Покачивая пальцем, он считал лемеха, которых было десять.
— Про запас, Василий Петрович, один плуг-то?
— Нет, оба потянет.
— Я и говорю; потянет, — пряча глаза, строго сказал дядя Максим. — Если что — гайки потуже подвинтить.
— Механик! — хохотнул Костя, и дядя Максим сорвался:
— Ты чего приперся? Солнце на обед, а он трактор бросил! Перетяжку сделал?
— Да ладно, тятя…
Костя еще силился сохранить улыбку, но по его щекам уже задвигались желваки. Выворачивая белки, косил глаза в сторону Лиды — слышит или нет, как отчитывает его отец.
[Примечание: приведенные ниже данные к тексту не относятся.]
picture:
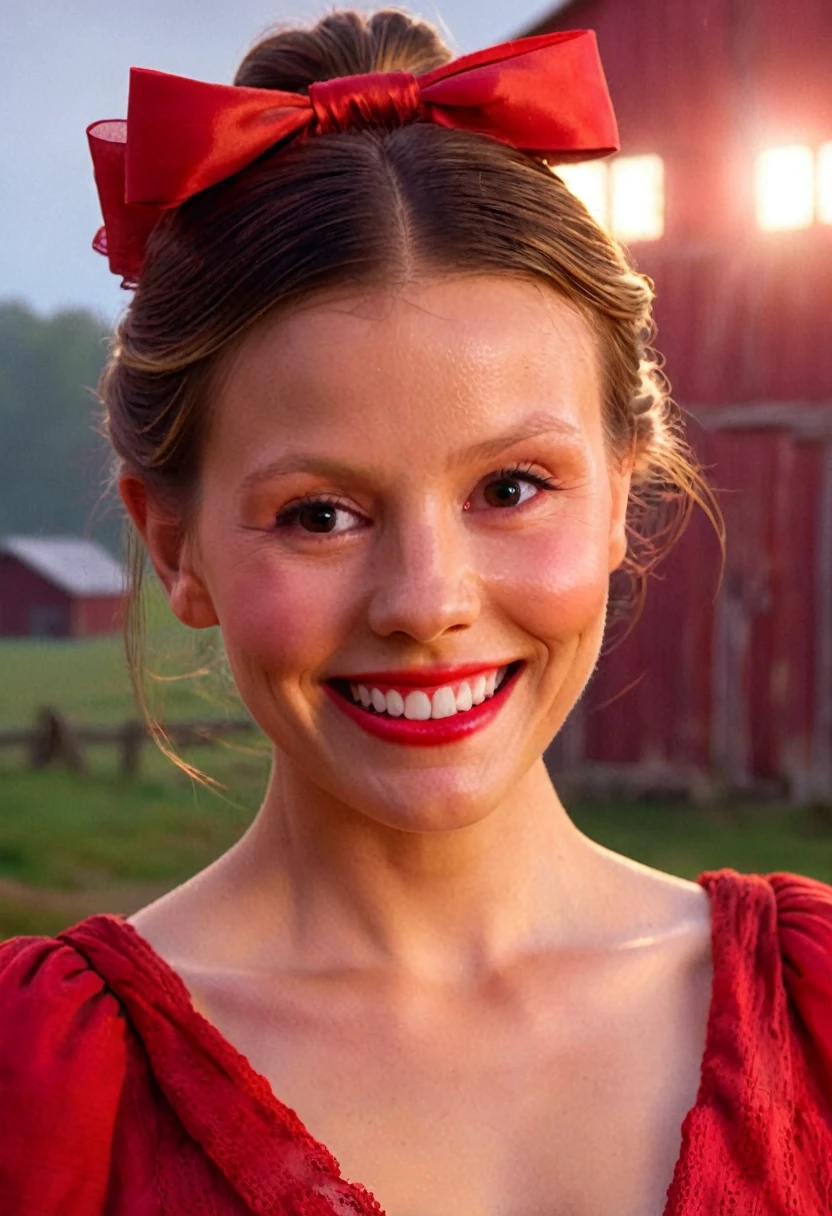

А вечер пал зябкий, заря светло-розовая, с прозеленью, встала над рощей, и цвет этот густел, копил холод и опускал его к земле. Трава студила мои босые ноги, по телу будто змейки ползали, и оно, тело, шершавилось пупырышками.
— К утру натрясет инею.
— Огурешки бы прикрыть.
Ребятишки облепили трактор, шумели, дергали за рычаги, и мне хотелось к ним, но я терпел, чтоб не сказали взрослые: «Какой же из него прицепщик будет, коль одно озорство на уме?»
— Серьезный ты мужик, Серега. Не жениться ли надумал? — Митяй Занозов ткнул толстым, прокопченным в кузнице пальцем мне в прореху, поостерег: — Зашей, а то петух залетит.
Я отошел обиженный. Плохо все. Как ждал трактора! А отец не остановился, не прокатил. С дядей Максимом разругался; ни с какого бока теперь к нему не подступиться, и Митяй не лучше; ногтем как пилой потянул, прореху до опушки распустил. То рука только лезла, а теперь — дырища, правда, что петух залететь сможет.
— Чего ты, сынок, сычишься? Иди ко мне, — позвал отец.
Я сел рядом с ним на плуг. Он припахнул меня к себе полой ватника, и от его тепла, спокойной силы стало хорошо; сиди, слушай взрослых да мечтай о чем хочешь.
Разошлись по домам перезябшие ребятишки, и стало тихо-тихо. За Кругленьким приподнялась луна, выстелила на воде желтую дорожку, замутила даль мучной взвесью. Угольно-черная лодка разрезала дорожку пополам, блеснула веслом и спряталась в серости. Далеко в степи по-комариному прокричал жеребенок, и его крик, будто жальце, кольнул меня, заставил сжаться. Мне представилось, как в высокой траве волк настигает выбившегося из сил жеребенка и он зовет, чтоб его спасли.